Unlike the system that uses a multi-layer LSTM architecture, we employ a four-layer Transformer architecture with a hidden size of 384.
This neural model generates logit values indicating speaker existence.
Our diarization model is trained on approximately 3,000 hours of simulated audio mixture data from the same multi-speaker data simulator used in VAD model training, drawing from VoxCeleb1&2 and LibriSpeech datasets.
- LibriSpeech Reference: OpenSLR Download,LibriSpeech, Panayotov et al. (2015)
MUSAN noise is also used for adding additive background noise, focusing on music and broadband noise.

This ASR model is based on NeMo FastConformer XL model.
Single-channel audio generated using a multi-channel front-end (Guided Source Separation, GSS) is transcribed using a 0.6B parameter Conformer-based transducer (RNNT) model.
- Model Reference: Gulati et al. (2020)
The model was initialized using a publicly available NeMo checkpoint.

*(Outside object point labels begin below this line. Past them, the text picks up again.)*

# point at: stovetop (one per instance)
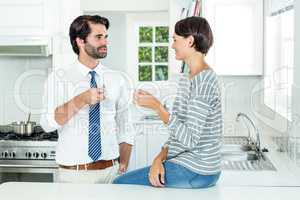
(39, 135)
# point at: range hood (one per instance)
(25, 46)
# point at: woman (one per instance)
(191, 156)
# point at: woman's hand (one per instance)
(145, 99)
(157, 174)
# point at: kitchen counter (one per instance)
(64, 191)
(287, 172)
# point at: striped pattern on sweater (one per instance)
(196, 124)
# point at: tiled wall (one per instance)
(21, 87)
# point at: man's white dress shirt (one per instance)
(64, 84)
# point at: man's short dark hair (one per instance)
(80, 28)
(199, 28)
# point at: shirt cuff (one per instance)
(127, 139)
(48, 122)
(172, 121)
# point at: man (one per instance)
(88, 104)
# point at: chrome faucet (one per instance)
(255, 128)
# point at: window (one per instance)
(237, 26)
(279, 61)
(153, 53)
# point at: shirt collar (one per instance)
(84, 70)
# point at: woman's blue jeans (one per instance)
(176, 176)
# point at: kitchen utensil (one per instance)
(5, 128)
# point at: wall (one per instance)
(295, 126)
(21, 87)
(128, 5)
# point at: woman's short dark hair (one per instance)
(199, 28)
(80, 28)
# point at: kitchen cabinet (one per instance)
(63, 54)
(150, 137)
(275, 6)
(30, 17)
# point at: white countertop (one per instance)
(287, 172)
(55, 191)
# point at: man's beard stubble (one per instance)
(94, 52)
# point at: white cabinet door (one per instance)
(30, 17)
(63, 54)
(148, 142)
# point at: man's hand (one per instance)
(93, 96)
(122, 168)
(157, 174)
(145, 99)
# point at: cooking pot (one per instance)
(23, 128)
(5, 128)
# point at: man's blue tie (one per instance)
(94, 125)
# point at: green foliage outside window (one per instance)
(161, 54)
(161, 72)
(162, 34)
(145, 73)
(145, 34)
(145, 54)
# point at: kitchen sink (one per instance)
(240, 156)
(228, 148)
(239, 153)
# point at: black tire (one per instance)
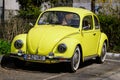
(19, 63)
(7, 61)
(101, 59)
(75, 60)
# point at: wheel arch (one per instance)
(80, 47)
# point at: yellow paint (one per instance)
(43, 39)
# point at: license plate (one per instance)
(34, 57)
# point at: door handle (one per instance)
(94, 34)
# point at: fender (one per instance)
(71, 44)
(103, 38)
(19, 37)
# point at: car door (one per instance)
(89, 36)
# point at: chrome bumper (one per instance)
(48, 59)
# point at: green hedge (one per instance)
(110, 24)
(4, 47)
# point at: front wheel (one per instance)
(75, 60)
(102, 57)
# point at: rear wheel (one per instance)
(19, 63)
(101, 58)
(75, 60)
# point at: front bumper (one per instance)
(40, 59)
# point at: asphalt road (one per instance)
(90, 70)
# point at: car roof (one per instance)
(71, 9)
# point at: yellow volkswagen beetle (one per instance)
(61, 34)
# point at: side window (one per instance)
(97, 24)
(87, 23)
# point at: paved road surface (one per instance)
(90, 70)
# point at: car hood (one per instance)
(42, 39)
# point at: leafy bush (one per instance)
(110, 24)
(4, 47)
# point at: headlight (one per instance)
(18, 44)
(62, 48)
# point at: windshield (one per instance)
(60, 18)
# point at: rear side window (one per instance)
(87, 23)
(97, 24)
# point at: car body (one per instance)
(55, 38)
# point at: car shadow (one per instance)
(7, 62)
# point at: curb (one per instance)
(113, 54)
(109, 55)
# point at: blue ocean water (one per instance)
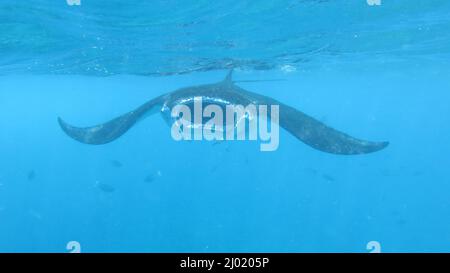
(378, 72)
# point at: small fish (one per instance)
(35, 214)
(311, 171)
(116, 163)
(31, 175)
(151, 177)
(328, 177)
(105, 187)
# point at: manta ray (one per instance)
(305, 128)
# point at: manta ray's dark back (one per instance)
(307, 129)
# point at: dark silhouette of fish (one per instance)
(31, 175)
(149, 178)
(328, 177)
(307, 129)
(105, 187)
(116, 163)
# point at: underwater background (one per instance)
(378, 72)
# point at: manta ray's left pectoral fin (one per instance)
(322, 137)
(111, 130)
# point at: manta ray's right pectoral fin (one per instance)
(111, 130)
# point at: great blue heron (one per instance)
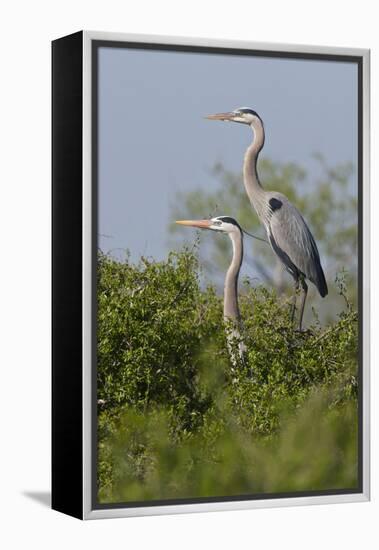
(231, 227)
(287, 231)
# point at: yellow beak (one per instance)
(203, 224)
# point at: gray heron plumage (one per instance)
(231, 227)
(288, 233)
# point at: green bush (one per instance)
(177, 419)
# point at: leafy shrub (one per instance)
(177, 419)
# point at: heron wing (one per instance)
(293, 242)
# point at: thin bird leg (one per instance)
(293, 307)
(303, 298)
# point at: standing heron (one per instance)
(287, 231)
(231, 227)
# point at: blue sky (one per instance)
(154, 141)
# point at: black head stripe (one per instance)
(275, 204)
(227, 219)
(248, 111)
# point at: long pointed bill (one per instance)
(221, 116)
(203, 224)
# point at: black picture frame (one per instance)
(74, 232)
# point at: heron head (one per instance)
(225, 224)
(243, 115)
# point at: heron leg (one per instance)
(293, 306)
(304, 287)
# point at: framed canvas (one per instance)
(220, 362)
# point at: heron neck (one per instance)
(253, 187)
(231, 309)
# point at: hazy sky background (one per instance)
(154, 141)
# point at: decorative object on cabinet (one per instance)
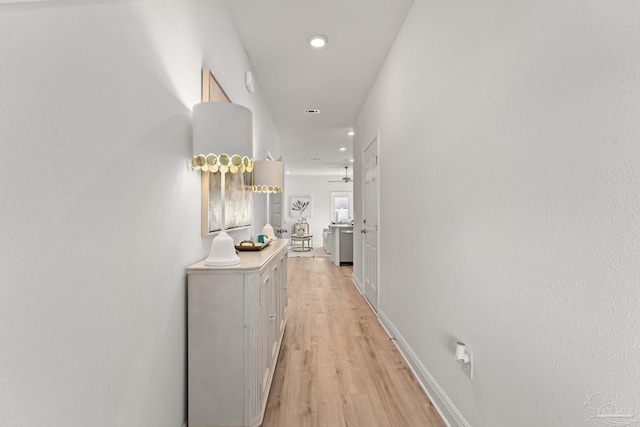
(250, 245)
(268, 177)
(300, 234)
(300, 207)
(223, 126)
(236, 318)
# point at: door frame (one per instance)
(375, 304)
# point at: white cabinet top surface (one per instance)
(249, 260)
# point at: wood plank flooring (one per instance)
(337, 367)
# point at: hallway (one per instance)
(337, 367)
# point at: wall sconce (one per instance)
(268, 177)
(222, 127)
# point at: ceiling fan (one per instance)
(346, 178)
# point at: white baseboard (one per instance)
(447, 410)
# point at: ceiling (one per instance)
(292, 76)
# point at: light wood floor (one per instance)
(337, 367)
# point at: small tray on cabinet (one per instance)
(250, 245)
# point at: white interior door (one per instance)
(370, 229)
(275, 213)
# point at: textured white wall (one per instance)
(320, 191)
(519, 123)
(99, 211)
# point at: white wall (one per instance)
(100, 210)
(519, 124)
(320, 191)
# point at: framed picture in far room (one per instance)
(300, 207)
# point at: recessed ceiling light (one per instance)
(318, 41)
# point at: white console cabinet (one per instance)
(236, 319)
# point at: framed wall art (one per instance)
(300, 207)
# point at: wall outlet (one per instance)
(467, 368)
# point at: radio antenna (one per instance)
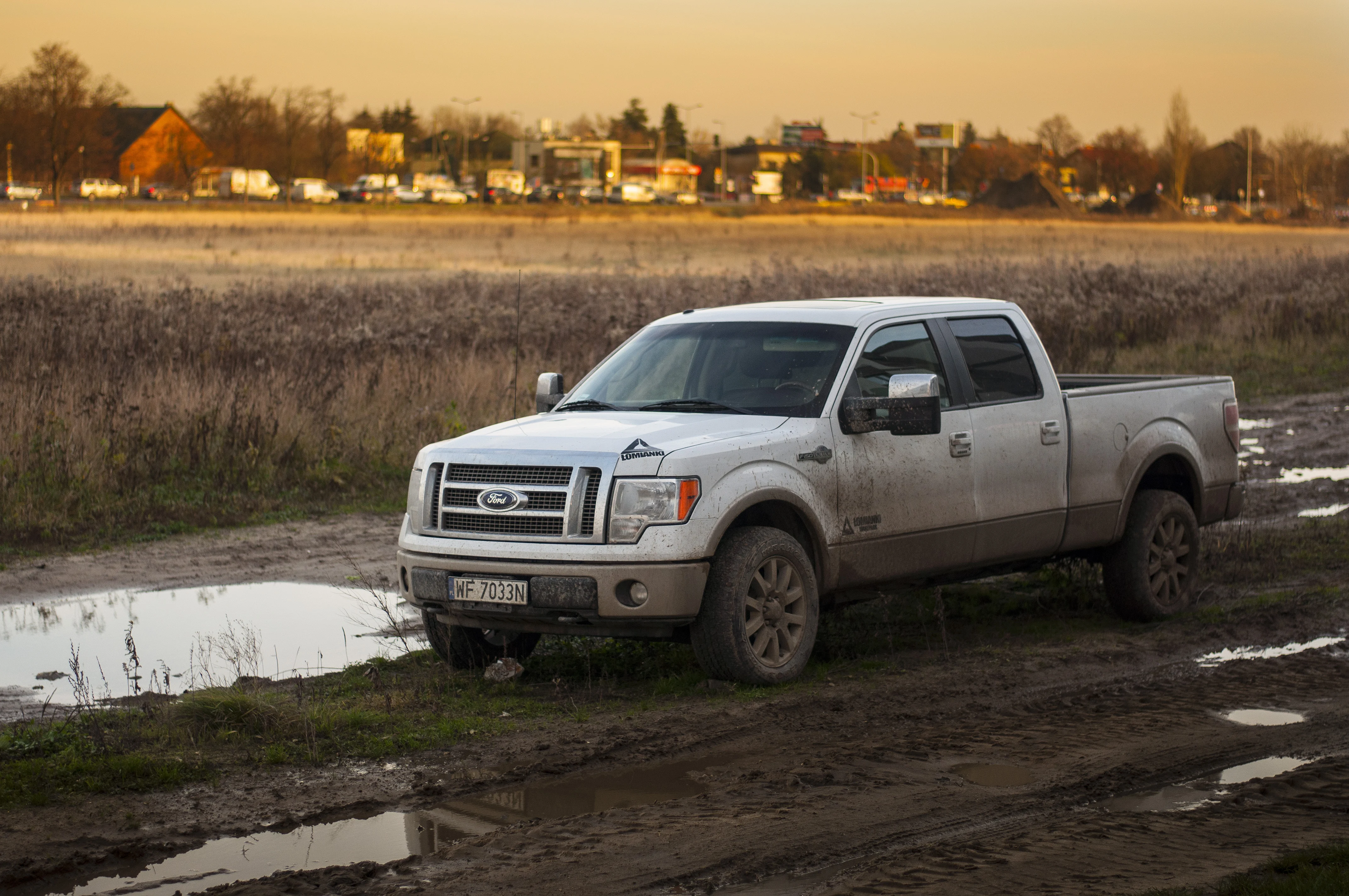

- NeMo Checkpoint: NGC Model Card: Conformer Transducer XL
This model was then fine-tuned on the CHiME-7 train and dev set, which includes the CHiME-6 and Mixer6 training subsets, after processing the data through the multi-channel ASR front-end, utilizing ground-truth diarization.
- Fine-Tuning Details:
  - Fine-tuning Duration: 35,000 updates
  - Batch Size: 128

This KenLM model is trained solely on CHiME7-DASR datasets (Mixer6, CHiME6, DipCo).
We apply a word-piece level N-gram language model using byte-pair-encoding (BPE) tokens.
This approach utilizes the SentencePiece and KenLM toolkits, based on the transcription of CHiME-7 train and dev sets.
- SentencePiece: Kudo and Richardson (2018)
- KenLM: KenLM GitRepo
The token sets of our ASR and LM models were matched to ensure consistency.
To combine several N-gram models with equal weights, we used the OpenGrm library.
- OpenGrm: Roark et al. (2012)
MAES decoding was employed for the transducer, which accelerates the decoding process.
- MAES Decoding: Kim et al. (2020)
As expected, integrating the beam-search decoder with the language model significantly enhances the performance of the end-to-end model compared to its pure counterpart.